Aber auch in diesem Fall hier bei uns hat ein Polizist eine Zeitlang auf einem Menschen gekniet, um ihn zu fixieren, und diesem Menschen geht es danach sehr schlecht. Er bittet um Wasser, das wird von Polizei und Sanitätern abgelehnt. Aber anstatt ihn ins Krankenhaus zu bringen und von einem Arzt untersuchen zu lassen, bringt man ihn in eine Zelle auf der Wache. Dort kollabiert er, wird nach Oldenburg in die Klinik gefahren und stirbt dort. Soweit die Fakten.
Im Unterschied dazu konnte die Sanitäter, der George Floyd am Ort des Geschehens untersuchten, schon keinen Puls mehr feststellen. Schon die Polizisten, die immer noch auf ihm hockten, hatten keinen Puls mehr fühlen können und wohl deshalb die Ambulanz gerufen. Aber das ist natürlich ein gewisser Unterschied zum Delmenhorster Fall. Aber auch Floyd hat um Wasser gebeten, was auch ihm verweigert wurde. Was wir wissen ist, dass beide an der gleichen Todesursache starben, an einem multiplen Organversagen, nachdem minutenlang ein oder mehrere Polizisten auf ihnen hockten. Was war hierfür die Ursache?

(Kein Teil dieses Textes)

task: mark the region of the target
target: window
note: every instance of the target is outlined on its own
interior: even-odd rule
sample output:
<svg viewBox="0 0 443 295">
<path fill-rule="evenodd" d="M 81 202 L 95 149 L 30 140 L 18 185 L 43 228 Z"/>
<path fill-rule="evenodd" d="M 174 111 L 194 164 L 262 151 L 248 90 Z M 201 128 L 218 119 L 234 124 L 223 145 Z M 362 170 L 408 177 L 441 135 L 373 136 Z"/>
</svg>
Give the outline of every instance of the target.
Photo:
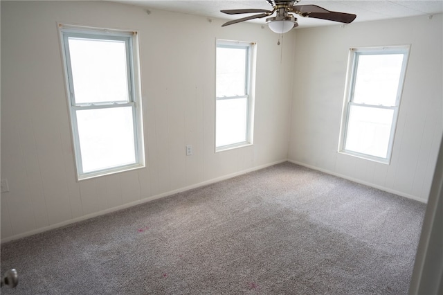
<svg viewBox="0 0 443 295">
<path fill-rule="evenodd" d="M 409 46 L 350 53 L 341 152 L 389 163 Z"/>
<path fill-rule="evenodd" d="M 144 167 L 136 33 L 60 28 L 78 179 Z"/>
<path fill-rule="evenodd" d="M 217 40 L 215 150 L 252 144 L 254 44 Z"/>
</svg>

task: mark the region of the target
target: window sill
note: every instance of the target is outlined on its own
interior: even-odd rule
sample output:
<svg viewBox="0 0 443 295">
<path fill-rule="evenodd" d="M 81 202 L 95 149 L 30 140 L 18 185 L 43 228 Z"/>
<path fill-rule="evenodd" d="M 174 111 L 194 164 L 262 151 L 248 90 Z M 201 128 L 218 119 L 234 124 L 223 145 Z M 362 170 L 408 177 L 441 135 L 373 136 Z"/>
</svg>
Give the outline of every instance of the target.
<svg viewBox="0 0 443 295">
<path fill-rule="evenodd" d="M 215 152 L 225 152 L 227 150 L 235 150 L 240 148 L 248 147 L 251 145 L 253 145 L 253 143 L 235 143 L 234 145 L 224 145 L 219 148 L 215 148 Z"/>
<path fill-rule="evenodd" d="M 78 175 L 77 180 L 78 181 L 82 181 L 83 180 L 91 179 L 96 177 L 100 177 L 102 176 L 111 175 L 113 174 L 134 170 L 136 169 L 141 169 L 145 167 L 146 166 L 143 164 L 134 164 L 128 166 L 118 167 L 114 169 L 108 169 L 106 170 L 97 171 L 97 172 L 91 172 L 91 173 L 85 173 L 81 175 Z"/>
</svg>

Interessant finde ich, dass in beiden Fällen dermaßen auf Drogen verwiesen wird. Zweifelsohne soll damit der Öffentlichkeit suggeriert werden, dass das jeweilige Opfer letztlich wegen seines Lebenswandels selber Schuld sei. Im Fall von Qosay K. war dies Cannabis, das wissen wir, bei George Floyd ist von Crystal Meth die Rede, sicherlich drogentechnisch eine ganz andere Hausnummer.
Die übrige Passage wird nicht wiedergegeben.